My weight is definitely an issue, only because of all this other garbage that's combining with that negatively against me. We talked a little about it, but not too much. He knows I'm aware and I know what needs to be done. But the other big thing is this decision Matt & I have to make. We just don't feel ready to have this set in stone yet. If you didn't read the post from the gyno visit, basically we have to figure out if we're going to try getting pregnant again or not. And I have to let my doctor know in two months. Matt & I have talked briefly about it a few times, but it seems he's as reluctant to make a decision as I am. I talked a little with my sister Valorie about it, and she said maybe this is what we need. Meaning, we've been dragging our feet about whether we'll do this again or not (we have to do the infertility route), and now this is finally making us come to a decision. I'm not getting any younger, and now my body is basically getting to the point of forcing me to make my choice. With either decision, I'll pretty much have to start some type of treatment relatively fast. Some thoughts...

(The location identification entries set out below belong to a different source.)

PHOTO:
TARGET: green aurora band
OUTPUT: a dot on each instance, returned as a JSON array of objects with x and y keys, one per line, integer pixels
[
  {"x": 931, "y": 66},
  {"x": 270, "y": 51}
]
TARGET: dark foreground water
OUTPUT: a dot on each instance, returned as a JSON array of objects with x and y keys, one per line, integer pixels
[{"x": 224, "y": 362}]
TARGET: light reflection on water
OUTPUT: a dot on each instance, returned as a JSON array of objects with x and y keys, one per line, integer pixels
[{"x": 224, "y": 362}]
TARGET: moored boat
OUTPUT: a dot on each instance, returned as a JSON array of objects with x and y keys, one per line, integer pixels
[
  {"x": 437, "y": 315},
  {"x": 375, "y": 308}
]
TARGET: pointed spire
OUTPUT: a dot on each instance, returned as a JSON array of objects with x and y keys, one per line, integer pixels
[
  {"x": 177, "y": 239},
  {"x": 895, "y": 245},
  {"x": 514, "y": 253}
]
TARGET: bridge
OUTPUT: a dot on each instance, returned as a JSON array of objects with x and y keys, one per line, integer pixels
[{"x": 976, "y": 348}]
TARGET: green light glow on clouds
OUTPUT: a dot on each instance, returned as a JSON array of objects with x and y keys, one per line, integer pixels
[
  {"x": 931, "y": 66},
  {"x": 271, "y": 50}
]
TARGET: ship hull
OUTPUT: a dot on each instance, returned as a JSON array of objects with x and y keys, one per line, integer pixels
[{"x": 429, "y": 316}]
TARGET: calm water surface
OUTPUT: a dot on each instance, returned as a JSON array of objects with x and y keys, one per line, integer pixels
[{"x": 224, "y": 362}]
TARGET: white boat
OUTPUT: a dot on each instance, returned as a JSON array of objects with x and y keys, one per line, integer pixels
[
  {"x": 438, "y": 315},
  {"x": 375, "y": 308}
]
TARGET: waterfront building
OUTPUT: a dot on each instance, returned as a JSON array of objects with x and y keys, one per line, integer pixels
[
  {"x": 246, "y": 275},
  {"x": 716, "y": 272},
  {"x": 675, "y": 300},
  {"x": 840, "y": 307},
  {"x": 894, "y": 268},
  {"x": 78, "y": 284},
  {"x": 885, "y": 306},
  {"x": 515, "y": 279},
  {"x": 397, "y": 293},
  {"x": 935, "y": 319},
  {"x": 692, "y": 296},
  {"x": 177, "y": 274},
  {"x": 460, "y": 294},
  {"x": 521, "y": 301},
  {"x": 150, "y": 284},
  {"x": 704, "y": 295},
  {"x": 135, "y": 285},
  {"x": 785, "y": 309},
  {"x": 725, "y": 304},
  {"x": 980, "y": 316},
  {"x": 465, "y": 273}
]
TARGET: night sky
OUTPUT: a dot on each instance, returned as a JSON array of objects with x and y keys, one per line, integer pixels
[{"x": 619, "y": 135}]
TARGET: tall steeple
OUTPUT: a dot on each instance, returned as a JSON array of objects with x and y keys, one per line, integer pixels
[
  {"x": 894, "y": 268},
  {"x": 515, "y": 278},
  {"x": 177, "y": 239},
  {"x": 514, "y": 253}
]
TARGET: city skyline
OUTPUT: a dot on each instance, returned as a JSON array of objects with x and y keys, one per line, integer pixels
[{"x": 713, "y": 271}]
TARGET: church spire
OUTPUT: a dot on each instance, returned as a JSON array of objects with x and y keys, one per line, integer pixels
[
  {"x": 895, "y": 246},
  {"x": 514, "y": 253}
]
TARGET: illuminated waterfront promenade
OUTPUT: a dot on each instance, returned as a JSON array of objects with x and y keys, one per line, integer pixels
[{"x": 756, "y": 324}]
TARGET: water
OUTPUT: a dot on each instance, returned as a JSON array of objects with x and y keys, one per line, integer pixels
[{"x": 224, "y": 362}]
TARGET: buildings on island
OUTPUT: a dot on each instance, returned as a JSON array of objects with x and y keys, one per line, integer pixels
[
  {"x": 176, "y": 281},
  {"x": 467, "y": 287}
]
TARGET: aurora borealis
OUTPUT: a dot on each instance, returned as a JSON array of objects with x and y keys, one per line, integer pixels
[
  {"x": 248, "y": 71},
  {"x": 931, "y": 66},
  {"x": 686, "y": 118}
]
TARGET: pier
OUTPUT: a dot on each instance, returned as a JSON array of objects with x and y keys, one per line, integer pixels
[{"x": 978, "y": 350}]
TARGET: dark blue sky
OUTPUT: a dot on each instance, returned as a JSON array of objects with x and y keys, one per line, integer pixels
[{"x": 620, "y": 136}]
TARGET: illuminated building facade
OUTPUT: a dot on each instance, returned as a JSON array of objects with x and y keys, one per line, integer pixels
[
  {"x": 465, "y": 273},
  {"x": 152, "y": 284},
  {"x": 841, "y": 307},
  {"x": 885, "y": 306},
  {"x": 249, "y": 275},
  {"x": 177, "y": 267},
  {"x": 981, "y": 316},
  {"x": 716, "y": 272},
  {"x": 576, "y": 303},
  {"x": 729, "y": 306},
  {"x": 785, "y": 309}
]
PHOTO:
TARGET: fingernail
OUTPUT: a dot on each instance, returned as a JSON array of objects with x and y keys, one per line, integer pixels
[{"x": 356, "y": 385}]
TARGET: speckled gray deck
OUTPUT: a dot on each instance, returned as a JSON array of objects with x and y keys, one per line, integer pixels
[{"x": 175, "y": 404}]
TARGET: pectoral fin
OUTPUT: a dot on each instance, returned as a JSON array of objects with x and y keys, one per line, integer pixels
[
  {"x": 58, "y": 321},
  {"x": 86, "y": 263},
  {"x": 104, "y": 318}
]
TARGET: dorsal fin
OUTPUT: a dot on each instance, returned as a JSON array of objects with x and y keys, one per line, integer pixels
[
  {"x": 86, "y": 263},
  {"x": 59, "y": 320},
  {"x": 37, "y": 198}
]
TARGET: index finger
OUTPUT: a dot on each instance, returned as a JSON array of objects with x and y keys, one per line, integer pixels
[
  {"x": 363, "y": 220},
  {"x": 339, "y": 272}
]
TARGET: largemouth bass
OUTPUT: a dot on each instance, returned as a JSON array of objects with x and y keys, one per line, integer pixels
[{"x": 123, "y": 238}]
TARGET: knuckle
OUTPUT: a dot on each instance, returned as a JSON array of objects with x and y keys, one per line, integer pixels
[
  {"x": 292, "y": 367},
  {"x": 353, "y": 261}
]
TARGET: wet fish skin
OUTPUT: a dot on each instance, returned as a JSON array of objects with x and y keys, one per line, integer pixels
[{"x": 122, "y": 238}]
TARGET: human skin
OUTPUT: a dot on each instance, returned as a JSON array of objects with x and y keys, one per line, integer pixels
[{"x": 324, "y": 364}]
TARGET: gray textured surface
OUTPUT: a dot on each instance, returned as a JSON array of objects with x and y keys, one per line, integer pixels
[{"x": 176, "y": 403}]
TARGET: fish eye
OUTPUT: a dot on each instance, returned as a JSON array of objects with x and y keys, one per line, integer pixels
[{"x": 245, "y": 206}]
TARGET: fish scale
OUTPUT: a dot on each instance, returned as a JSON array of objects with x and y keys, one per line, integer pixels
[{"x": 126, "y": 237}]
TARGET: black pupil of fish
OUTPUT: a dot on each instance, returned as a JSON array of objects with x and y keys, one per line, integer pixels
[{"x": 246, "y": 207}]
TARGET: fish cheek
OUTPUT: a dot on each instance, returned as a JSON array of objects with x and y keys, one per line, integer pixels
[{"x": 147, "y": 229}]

~ Forty isn't too far off anymore.
~ I'm feeling old lately.
~ Kirsten mentions something to me at least once a month about having a sibling (it's hard when she brings out her baby doll & tells me it's her baby brother - she even uses the name we'd use - I should never have told her).
~ I don't feel like I'm old enough to be done with having kids, especially when practically one in five gals at church are having babies. Am I really that much older than they are?
~ There's a chance Matt might get a promotion in a few months, which would be so good for us.
~ Kirsten would be so amazing & being a big sister could really help her with some of her issues (ADHD/autism).
~ If this was God's plan, wouldn't it have happened by now?
~ Kirsten is enough work sometimes - as if she was 2 or 3 kids in one! LOL
~ Part of me feels my heart would always ache for more, yet part of me feels so fulfilled with our sweet girl - and I know we've been so fortunate to be able to have her, especially looking at all of our struggles to get pregnant with her (and since).

When I was talking with Val on Friday, a thought came to mind that I'd forgotten about. Back when Matt & I were trying to conceive with Kirsten, we had talked quite a bit about the possibility of adoption. We realized there might be a point where we would have to call it quits on pregnancy, and that there is such a need for parents to love a child that doesn't have a family. Matt's brother Aaron & his wife Jenn were able to make that a reality for their family a few years ago when God brought Otto into their lives. So, if we decide no more pregnancy attempts, there's always adoption to think about. And like Val reminded me - our lives are FULL of children that we can love & pour ourselves into! Heck, we've got 18 nieces & nephews (or is it 19?!?), along with some great nephews & nieces! That's not including kids of our cousins & friends...!

I don't know when we'll make the "final" decision, but please keep us in your thoughts & prayers as we weigh out our options. And hopefully I'll at least be a little lighter & more regulated with my meds by the time I see the doctor in January!

2 Comments:

Anonymous Anonymous said...

Aaah, Ruthie. I can't imagine having a "deadline" for making such a huge decision. You know where all the best answers come from, and I'm sure you'll make the right decision. It would be great to have another little one, and hey you know I love adoption...without it I wouldn't have one of my sweet little nieces. Let me know if you wanna talk. And I have some ideas about that whole "keeping each other accountable" thing. I say we go for it.

Nov 14, 2007, 6:36:00 PM  
Blogger suchsimplepleasures said...

adoption is a great option. there are so many little ones out there and about to be out there, in need of a home. one of my best friends was adopted and around the same time she was brought home, her mom found out...after years of trying...that she was pregnant. you never know!